StreetSquash high school students take a break at the SL Green StreetSquash Community Center. (Photo by Ben Collier.)

Richard Polsky, M.A.T.'56, has long known that keeping the attention of kids isn't always easy. He first saw it as a middle school teacher in Long Island, just after he graduated from the Ed School, then again as a staff member at the Children's Television Workshop, where he used a machine called the Distracter to monitor whether preschoolers watching test versions of what would become Sesame Street were focused. These days, he sees it with the students he tutors twice a week at the Harlem-based nonprofit that his son, George, started a dozen years ago.

But this time, Polsky has something on his side: squash. Not the vegetable, but the high-speed racquet game played with a hollow rubber ball. His son's nonprofit, StreetSquash, not only helps students with schoolwork, but it also teaches them a game that allows them to channel all of their teenage energy. And it's intense. The students join the program in the sixth grade and commit for the entire academic year, for three days a week after school (academic tutoring and squash practice) and for a few hours every Saturday (more squash or community service and tutoring, if needed). Most of the 160 students stay with the program until they graduate seven years later.

StreetSquash also helps students get into college, starting with paid tutors and volunteers like Polsky, who help students with homework every week. Volunteers are also assigned a 12th-grader to closely mentor for the year.

"I tell him or her, 'If I'm working with you, we're going to be successful,'" says Polsky of his mentee. "You have to let them know what excellence is. At StreetSquash, every kid who wants to go to college goes." So far, every student who has completed the program has graduated from high school and has gone on to college.

Starting in ninth grade, students also get help figuring out which colleges are the best fit, and then learn how to apply, meet deadlines, and write the all-important essay. They practice for the PSAT and SAT. By senior year, in addition to being assigned a mentor, students get targeted college help from the staff.
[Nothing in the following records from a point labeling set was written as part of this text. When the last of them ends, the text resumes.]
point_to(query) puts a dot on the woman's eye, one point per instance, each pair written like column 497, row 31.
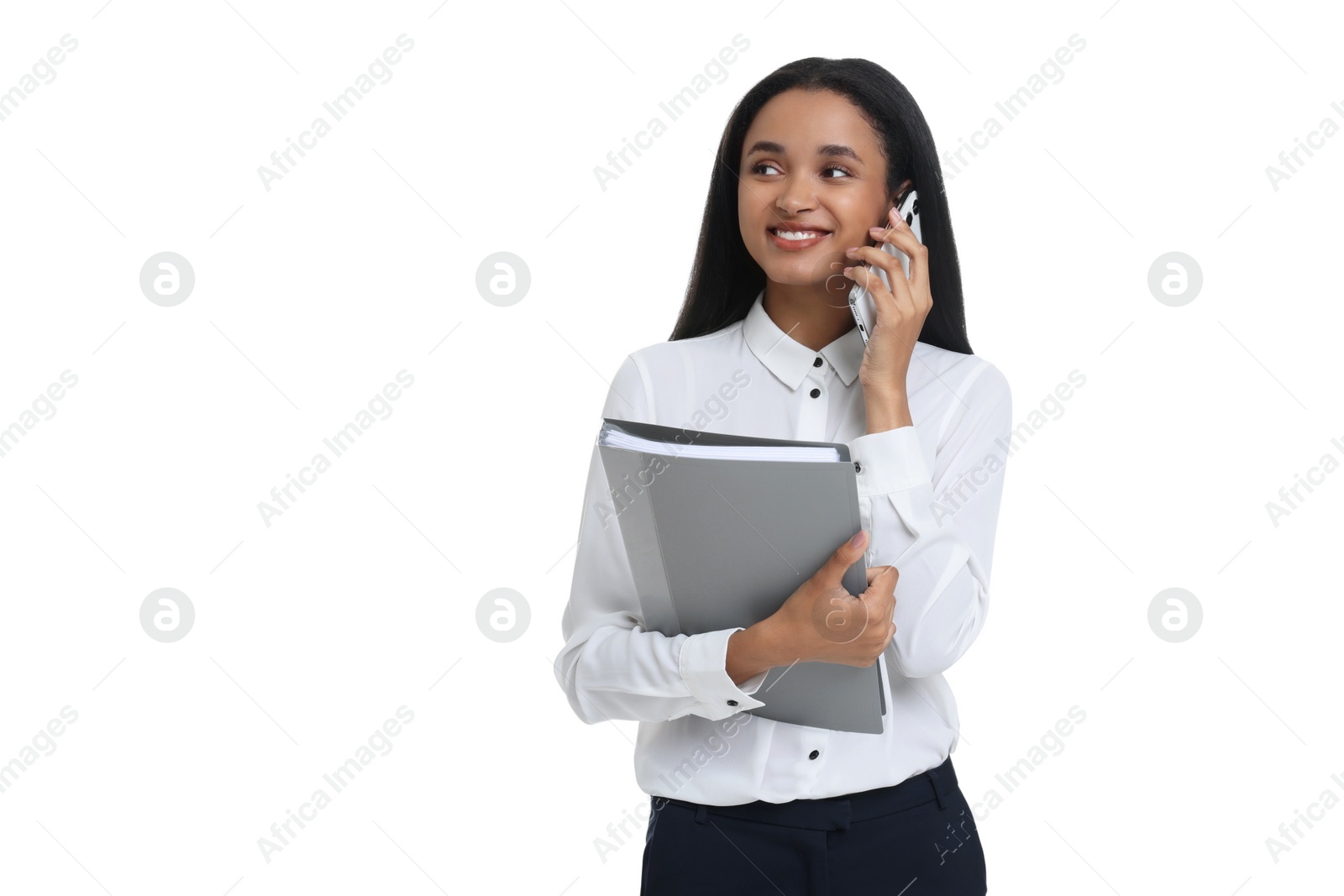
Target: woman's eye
column 757, row 168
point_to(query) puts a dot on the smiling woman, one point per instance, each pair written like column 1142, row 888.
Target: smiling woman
column 808, row 170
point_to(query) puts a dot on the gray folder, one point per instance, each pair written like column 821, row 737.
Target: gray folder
column 722, row 543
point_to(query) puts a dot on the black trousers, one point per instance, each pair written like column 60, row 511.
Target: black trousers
column 911, row 839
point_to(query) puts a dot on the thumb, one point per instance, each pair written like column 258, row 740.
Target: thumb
column 843, row 558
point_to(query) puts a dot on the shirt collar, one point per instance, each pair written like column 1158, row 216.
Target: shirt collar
column 790, row 359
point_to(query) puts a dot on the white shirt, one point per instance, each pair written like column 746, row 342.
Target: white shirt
column 929, row 499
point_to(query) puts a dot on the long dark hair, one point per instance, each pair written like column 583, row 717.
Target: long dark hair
column 726, row 280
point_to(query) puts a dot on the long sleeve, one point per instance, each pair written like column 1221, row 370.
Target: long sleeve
column 937, row 526
column 612, row 668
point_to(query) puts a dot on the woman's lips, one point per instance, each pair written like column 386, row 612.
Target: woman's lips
column 796, row 244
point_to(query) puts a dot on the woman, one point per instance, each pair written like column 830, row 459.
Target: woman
column 812, row 157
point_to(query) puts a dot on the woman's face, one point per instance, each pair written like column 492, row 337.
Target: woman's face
column 811, row 163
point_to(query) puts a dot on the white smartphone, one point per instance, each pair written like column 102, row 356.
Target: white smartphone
column 860, row 300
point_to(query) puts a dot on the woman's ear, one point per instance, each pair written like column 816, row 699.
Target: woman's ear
column 900, row 191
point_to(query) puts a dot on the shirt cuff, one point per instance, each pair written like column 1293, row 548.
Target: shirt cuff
column 889, row 461
column 703, row 665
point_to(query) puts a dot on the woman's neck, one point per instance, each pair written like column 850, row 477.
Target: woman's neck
column 810, row 316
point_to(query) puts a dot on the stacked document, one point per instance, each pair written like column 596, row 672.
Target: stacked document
column 721, row 530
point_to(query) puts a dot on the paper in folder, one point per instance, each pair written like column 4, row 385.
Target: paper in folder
column 721, row 530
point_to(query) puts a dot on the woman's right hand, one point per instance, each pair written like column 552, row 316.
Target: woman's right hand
column 823, row 622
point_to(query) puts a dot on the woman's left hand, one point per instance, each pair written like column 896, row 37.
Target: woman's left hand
column 900, row 309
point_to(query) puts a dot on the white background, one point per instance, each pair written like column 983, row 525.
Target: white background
column 362, row 262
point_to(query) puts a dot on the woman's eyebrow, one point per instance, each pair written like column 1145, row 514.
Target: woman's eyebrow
column 824, row 149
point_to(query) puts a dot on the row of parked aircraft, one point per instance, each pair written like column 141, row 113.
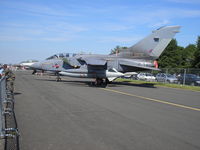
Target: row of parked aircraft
column 106, row 68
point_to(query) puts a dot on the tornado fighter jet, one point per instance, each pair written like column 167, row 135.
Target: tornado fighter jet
column 106, row 68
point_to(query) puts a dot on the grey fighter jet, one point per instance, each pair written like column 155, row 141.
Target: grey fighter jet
column 106, row 68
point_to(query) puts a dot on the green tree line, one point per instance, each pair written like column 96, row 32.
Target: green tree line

"We help them go on interviews, prepare for open houses, and fill out financial aid paperwork. Everything from start to finish," says Sareen Pearl, Ed.M.'07, director of StreetSquash's College Prep Program. And "finish" doesn't mean help ends after the students graduate from the program.
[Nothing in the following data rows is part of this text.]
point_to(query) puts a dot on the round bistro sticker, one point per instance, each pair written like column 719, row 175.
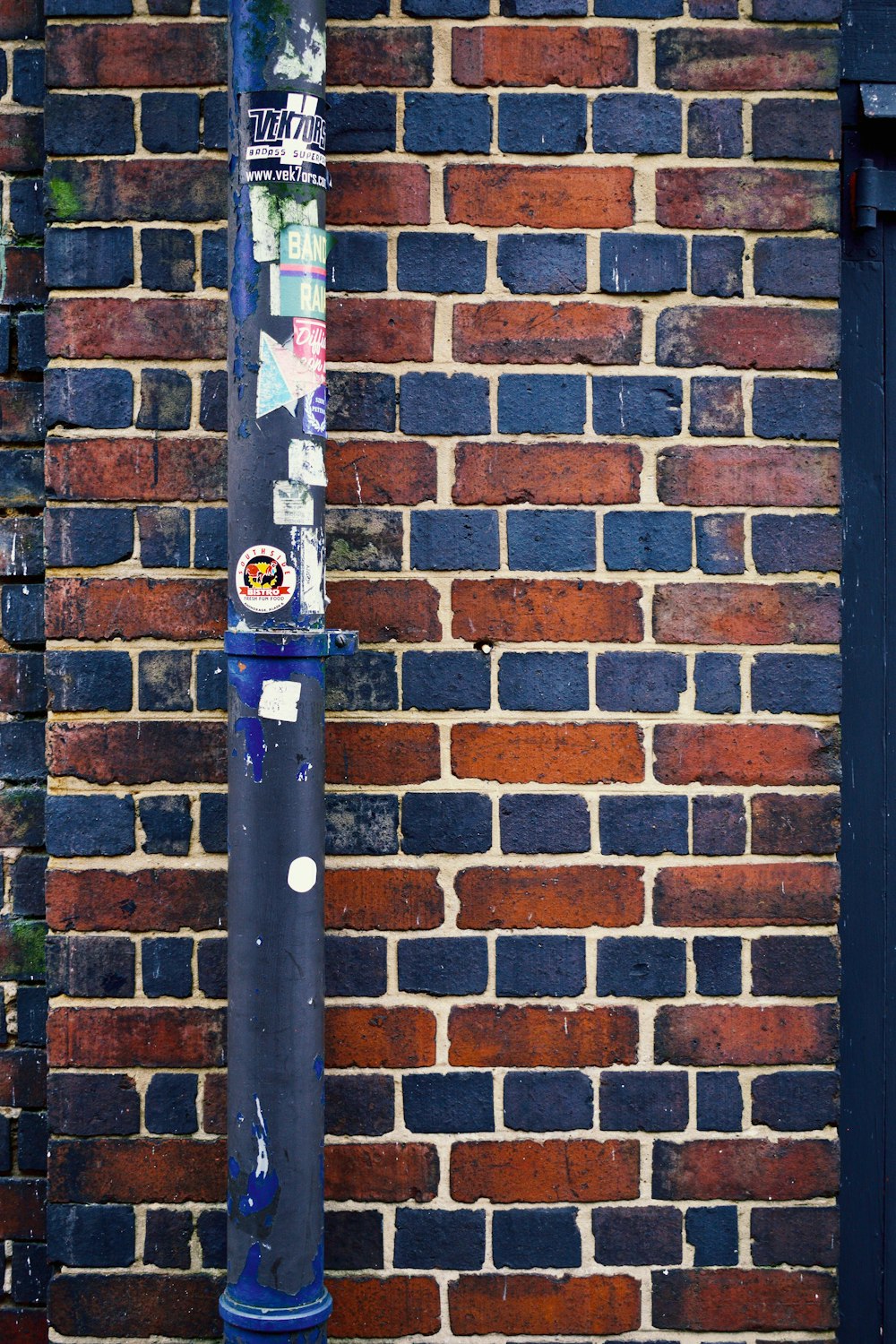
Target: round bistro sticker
column 265, row 581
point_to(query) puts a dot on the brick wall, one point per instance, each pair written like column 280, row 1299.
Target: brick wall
column 582, row 811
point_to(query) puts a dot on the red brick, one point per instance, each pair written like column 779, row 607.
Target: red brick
column 737, row 1034
column 381, row 1038
column 547, row 473
column 108, row 609
column 381, row 472
column 392, row 1174
column 379, row 194
column 527, row 332
column 495, row 1037
column 397, row 58
column 747, row 895
column 139, row 752
column 794, row 823
column 745, row 613
column 500, row 195
column 137, row 1171
column 151, row 900
column 382, row 753
column 177, row 1305
column 532, row 1304
column 745, row 1300
column 152, row 470
column 745, row 1168
column 142, row 328
column 575, row 897
column 379, row 330
column 546, row 609
column 783, row 478
column 745, row 753
column 134, row 1038
column 384, row 1308
column 532, row 56
column 383, row 898
column 556, row 1171
column 136, row 56
column 548, row 753
column 398, row 609
column 747, row 198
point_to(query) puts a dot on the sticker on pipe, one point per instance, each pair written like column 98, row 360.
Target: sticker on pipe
column 265, row 582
"Staff from our Alumni Outreach Program make regular calls to students once they're in college, visit them on campus, help them find jobs at school, and help them navigate the school's resources," says Pearl. "Early on, we found that so many students were underprepared and struggled once they got to college. We asked, 'Why are we doing all of this — helping them get to college — if they're not able to complete their education?'" To date, about 85 percent of StreetSquash alumni are still in college or have graduated.

And it's this education that really matters, says George Polsky, who modeled StreetSquash on SquashBusters, a similar program started a few years earlier in Boston by another Harvard alum, Gregory Zaff, whom he met in 1997 when the two were involved with the U.S. squash team at the Maccabiah Games.

"Whether or not a student can hit a great forehand isn't important. Whether or not a kid ends up being a great squash player doesn't really matter," he says. "What matters is getting a great education."